* Michael Paquier (michael.paqu...@gmail.com) wrote:
> On Tue, Apr 4, 2017 at 10:52 PM, Peter Eisentraut
> <peter.eisentr...@2ndquadrant.com> wrote:
> > On 4/3/17 11:32, Andres Freund wrote:
> >> That doesn't strike as particularly future proof.  We intentionally
> >> leave objects behind pg_regress runs, but that only works if we actually
> >> run them...
> >
> > I generally agree with the sentiments expressed later in this thread.
> > But just to clarify what I meant here:  We don't need to run a, say,
> > 1-minute serial test to load a few "left behind" objects for the
> > pg_upgrade test, if we can load the same set of objects using dedicated
> > scripting in say 2 seconds.  This would make both the pg_upgrade tests
> > faster and would reduce the hidden dependencies in the main tests about
> > which kinds of objects need to be left behind.
> Making the tests run shorter while maintaining the current code
> coverage is nice. But this makes more complicated the test suite
> maintenance as this needs either a dedicated regression schedule or an
> extra test suite where objects are created just for the sake of
> pg_upgrade. This increases the risks of getting a rotten test suite
> with the time if patch makers and reviewers are not careful.
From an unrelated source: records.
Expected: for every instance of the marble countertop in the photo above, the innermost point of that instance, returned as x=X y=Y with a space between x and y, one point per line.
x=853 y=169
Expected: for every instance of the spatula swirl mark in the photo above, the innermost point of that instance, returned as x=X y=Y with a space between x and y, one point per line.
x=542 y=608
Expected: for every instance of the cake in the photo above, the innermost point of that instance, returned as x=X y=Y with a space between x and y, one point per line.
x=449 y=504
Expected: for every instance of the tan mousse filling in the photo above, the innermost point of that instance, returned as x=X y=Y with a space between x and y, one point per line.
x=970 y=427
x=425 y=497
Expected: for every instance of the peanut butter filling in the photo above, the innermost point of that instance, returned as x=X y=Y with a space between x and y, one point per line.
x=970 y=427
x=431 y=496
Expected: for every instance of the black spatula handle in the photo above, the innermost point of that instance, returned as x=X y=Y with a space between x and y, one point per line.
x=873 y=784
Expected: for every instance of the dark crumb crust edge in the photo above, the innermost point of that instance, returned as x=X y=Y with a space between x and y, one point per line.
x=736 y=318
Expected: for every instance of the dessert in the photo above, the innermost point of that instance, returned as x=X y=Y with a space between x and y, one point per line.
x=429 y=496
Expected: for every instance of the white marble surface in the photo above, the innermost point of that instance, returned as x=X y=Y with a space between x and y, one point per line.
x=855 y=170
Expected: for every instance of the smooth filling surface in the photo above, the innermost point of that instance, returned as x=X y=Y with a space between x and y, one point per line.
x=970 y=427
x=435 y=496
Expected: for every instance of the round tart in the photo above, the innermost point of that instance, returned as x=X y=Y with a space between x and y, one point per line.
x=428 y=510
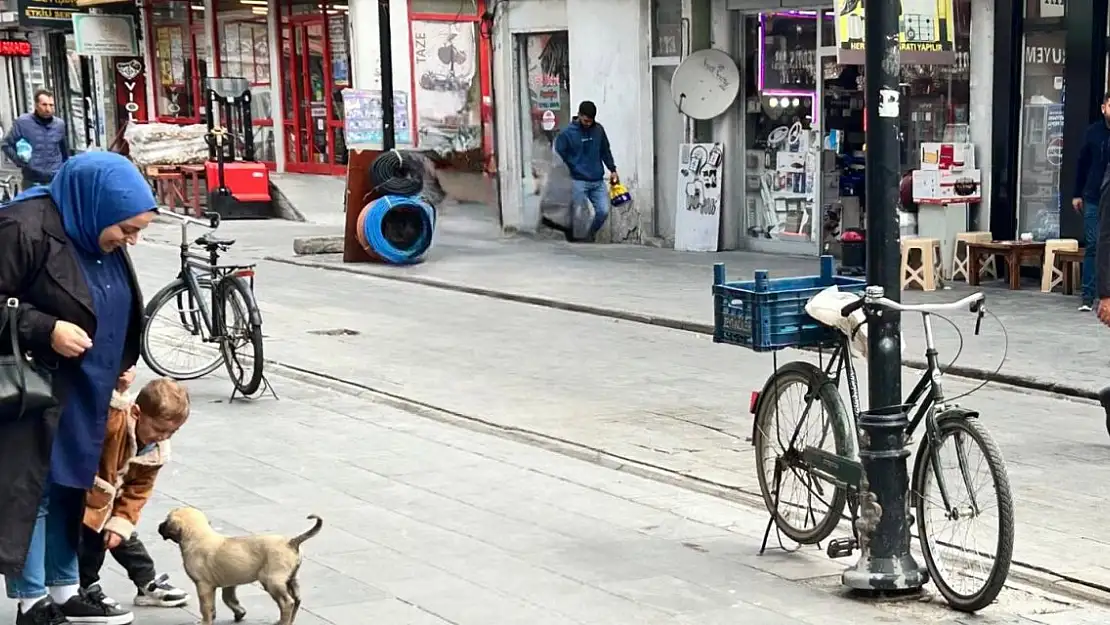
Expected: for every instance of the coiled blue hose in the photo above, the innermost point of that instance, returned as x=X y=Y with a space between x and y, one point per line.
x=372 y=229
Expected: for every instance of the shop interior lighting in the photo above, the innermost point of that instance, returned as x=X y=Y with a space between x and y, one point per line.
x=760 y=56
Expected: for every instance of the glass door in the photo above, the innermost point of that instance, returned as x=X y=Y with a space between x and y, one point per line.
x=544 y=74
x=309 y=106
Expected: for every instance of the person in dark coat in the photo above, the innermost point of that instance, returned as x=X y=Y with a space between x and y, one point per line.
x=64 y=259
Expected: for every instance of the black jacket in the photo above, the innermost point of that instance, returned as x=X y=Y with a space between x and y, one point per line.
x=39 y=266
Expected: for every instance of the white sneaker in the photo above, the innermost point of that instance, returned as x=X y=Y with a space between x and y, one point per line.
x=161 y=593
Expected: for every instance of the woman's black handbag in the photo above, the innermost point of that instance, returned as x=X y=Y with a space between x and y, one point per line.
x=24 y=387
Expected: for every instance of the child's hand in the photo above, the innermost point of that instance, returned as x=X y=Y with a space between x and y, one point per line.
x=111 y=538
x=124 y=382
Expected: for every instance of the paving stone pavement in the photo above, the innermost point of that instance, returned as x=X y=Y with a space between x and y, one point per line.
x=647 y=395
x=429 y=524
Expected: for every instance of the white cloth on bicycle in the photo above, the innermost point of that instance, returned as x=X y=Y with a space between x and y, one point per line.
x=826 y=306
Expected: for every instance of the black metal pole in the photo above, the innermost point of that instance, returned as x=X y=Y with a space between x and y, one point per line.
x=885 y=563
x=385 y=36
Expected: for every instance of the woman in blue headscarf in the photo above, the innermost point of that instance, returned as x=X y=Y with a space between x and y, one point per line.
x=63 y=255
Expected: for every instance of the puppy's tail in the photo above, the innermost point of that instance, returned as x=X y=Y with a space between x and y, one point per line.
x=295 y=542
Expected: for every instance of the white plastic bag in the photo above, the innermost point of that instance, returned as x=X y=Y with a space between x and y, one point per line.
x=826 y=306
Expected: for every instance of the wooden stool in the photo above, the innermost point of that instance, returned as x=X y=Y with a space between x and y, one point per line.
x=960 y=255
x=927 y=273
x=1070 y=264
x=1051 y=276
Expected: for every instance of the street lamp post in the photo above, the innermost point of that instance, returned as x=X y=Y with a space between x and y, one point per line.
x=886 y=564
x=385 y=39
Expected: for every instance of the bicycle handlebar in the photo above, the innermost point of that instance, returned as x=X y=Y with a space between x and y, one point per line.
x=213 y=221
x=972 y=303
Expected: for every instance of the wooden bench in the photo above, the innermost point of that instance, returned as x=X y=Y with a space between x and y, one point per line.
x=1015 y=252
x=1070 y=264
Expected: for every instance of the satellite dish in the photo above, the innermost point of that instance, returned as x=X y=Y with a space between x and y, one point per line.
x=705 y=84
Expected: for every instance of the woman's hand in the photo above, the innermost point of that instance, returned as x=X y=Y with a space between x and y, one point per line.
x=125 y=380
x=69 y=340
x=111 y=540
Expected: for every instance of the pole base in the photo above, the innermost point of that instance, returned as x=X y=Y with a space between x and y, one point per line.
x=886 y=575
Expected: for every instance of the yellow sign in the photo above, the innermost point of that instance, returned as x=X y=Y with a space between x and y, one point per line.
x=926 y=32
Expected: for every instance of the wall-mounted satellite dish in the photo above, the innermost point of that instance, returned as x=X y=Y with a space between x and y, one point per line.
x=705 y=84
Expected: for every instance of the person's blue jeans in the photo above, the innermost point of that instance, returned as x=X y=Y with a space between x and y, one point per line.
x=51 y=560
x=1091 y=235
x=597 y=193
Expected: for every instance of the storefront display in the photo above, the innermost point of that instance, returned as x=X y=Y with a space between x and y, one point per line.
x=805 y=129
x=178 y=32
x=1041 y=152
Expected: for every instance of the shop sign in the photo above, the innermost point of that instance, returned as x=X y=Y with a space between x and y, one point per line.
x=926 y=37
x=130 y=90
x=104 y=36
x=14 y=48
x=362 y=119
x=47 y=13
x=1045 y=56
x=1051 y=8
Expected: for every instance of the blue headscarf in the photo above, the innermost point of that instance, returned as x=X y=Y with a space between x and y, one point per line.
x=93 y=191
I believe that what Peter was getting at is that the pg_dump TAP tests
create a whole slew of objects in just a few seconds and are able to
then exercise those code-paths in pg_dump, without needing to run the
entire serial regression test run.

I'm still not completely convinced that we actually need to
independently test pg_upgrade by creating all the objects which the
pg_dump TAP tests do, given that pg_upgrade just runs pg_dump
underneath.  If we really want to do that, however, what we should do is
abstract out the pg_dump set of tests into a place that both the pg_dump
and pg_upgrade TAP tests could use them to create all the types of
objects which are supported to perform their tests.